Experience creates the self-awareness necessary to identify the triggers and the need to act when the voice in your head says “wait, this no longer makes sense”.  

Greg Chappell relates an interesting take based on his own experiences. “No coaches talk about it,” he writes. “Sports psychologists don’t know the game well enough to talk about it in specifics, sticking only to general things like being ‘in the moment’ and having processes, which is all good stuff, but there are times when that’s not enough, and it’s a very slow, laborious way to get to where you want to get to. That’s because, under pressure, the emotions kick in before you have a conscious thought: if something frightens or worries you, you’ve leapt backwards before you even know you have. You’ve reacted emotionally before the realisation reaches your conscious mind.”

LOCKING IN SUCCESS
The modernisation of Air Force training systems is well on the way to meeting Defence’s future needs which will involve a more complex, dangerous, and dynamic mission set.

Air mission training systems are very good at exposing the limitations of a candidate’s mental capacity, but relatively little is understood about why and how to build capacity except through repeated and increasingly intense and immersive training scenarios.

These scenarios give the student exposure to new experiences which establish the mental models, schema, and patterns which accelerate the decision-making process and increase performance across the range of tasks needed for flight and the fight.  

Looking to the future, there are two ideas which might help improve aerospace training effectiveness.

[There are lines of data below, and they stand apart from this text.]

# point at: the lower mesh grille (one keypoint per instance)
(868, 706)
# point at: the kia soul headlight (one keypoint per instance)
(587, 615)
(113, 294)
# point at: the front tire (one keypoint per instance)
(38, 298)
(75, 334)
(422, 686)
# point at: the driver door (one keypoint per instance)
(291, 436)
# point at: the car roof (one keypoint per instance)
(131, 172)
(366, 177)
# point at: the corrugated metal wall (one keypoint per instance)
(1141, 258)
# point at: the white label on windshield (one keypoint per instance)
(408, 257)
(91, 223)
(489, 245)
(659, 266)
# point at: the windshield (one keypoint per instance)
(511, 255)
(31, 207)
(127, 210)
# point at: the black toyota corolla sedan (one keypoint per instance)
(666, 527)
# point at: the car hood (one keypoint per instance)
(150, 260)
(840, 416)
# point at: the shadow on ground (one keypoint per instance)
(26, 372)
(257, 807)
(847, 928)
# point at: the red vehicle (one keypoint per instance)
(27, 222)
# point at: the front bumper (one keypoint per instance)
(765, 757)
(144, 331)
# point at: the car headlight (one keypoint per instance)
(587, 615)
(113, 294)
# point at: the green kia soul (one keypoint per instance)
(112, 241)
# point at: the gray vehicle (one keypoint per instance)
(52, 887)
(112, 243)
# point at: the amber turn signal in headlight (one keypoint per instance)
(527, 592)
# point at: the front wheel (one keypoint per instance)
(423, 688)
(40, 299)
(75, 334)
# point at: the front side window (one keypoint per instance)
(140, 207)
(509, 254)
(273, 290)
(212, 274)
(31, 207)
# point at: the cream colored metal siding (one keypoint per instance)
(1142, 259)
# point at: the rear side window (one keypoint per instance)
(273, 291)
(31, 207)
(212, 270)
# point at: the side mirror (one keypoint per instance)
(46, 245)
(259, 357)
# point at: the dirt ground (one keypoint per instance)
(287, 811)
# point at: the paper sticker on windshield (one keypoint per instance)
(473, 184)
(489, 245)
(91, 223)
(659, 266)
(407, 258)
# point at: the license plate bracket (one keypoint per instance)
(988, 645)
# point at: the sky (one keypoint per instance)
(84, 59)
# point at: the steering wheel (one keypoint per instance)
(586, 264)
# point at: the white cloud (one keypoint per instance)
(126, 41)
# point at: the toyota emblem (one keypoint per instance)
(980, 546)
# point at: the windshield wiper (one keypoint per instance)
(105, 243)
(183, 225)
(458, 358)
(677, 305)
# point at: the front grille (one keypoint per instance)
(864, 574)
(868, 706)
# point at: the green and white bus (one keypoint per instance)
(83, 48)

The first is to establish a specialist Defence, industry, and academic community with a supporting framework to build a greater theoretical understanding of the cognitive and human factors associated with the air mission of the future, and Australian competitive human advantage more broadly.

This could include current activities which relate to physical fitness, however, to address the cognition aspects of human advantage, a greater emphasis needs to be placed on the workings of the human brain, and the theory of situational awareness, learning, cognitive overload, working at speed, decision-making, and the like.

The second idea is to further invest in technology, specifically relating to visualisation. Simulators have demonstrated their worth and continue to improve, for example, by exploiting augmented reality and blending simulated exercises with live events involving a broader cross-section of players in the air mission.

There are also other technologies which contribute significantly to enhance human cognitive performance. For example, Australian company Seeing Machines is a world class technology-provider of eye-tracking systems, which monitor operator performance when distracted, fatigued, or task saturated. Eye-tracking technology shows enormous potential in monitoring behavioural changes as an operator reaches the limits of cognitive capacity, and to better understand what Greg Chappell calls mental blindness.

This technology is already in Air Force flying simulators such as the Hawk 127 Lead-in Fighter at RAAF Base Williamtown, but it has utility across the spectrum of air warfare, as it does with other platforms across the other services.      

(ADF)

But the first challenge is to accept increased investment in the high-performance requirements of human factors in modern conflict as a priority. There could be broader benefits to the enterprise, too, like those defence organisations associated with ISR and intelligence missions where sensing, thinking, and a winning mindset are core business.

As Greg Chappell writes, “I experienced this in my own career in down periods. You get anxious, you get caught up with the anxiety, and you stop watching the ball. Thankfully I learned that what you thought about was important. My earnest hope is that others can take it up.”    

And finally, the only sensible way of reducing a student’s time in the training system is by improving system effectiveness as well as efficiency; but that’s a trade-off discussion for another day.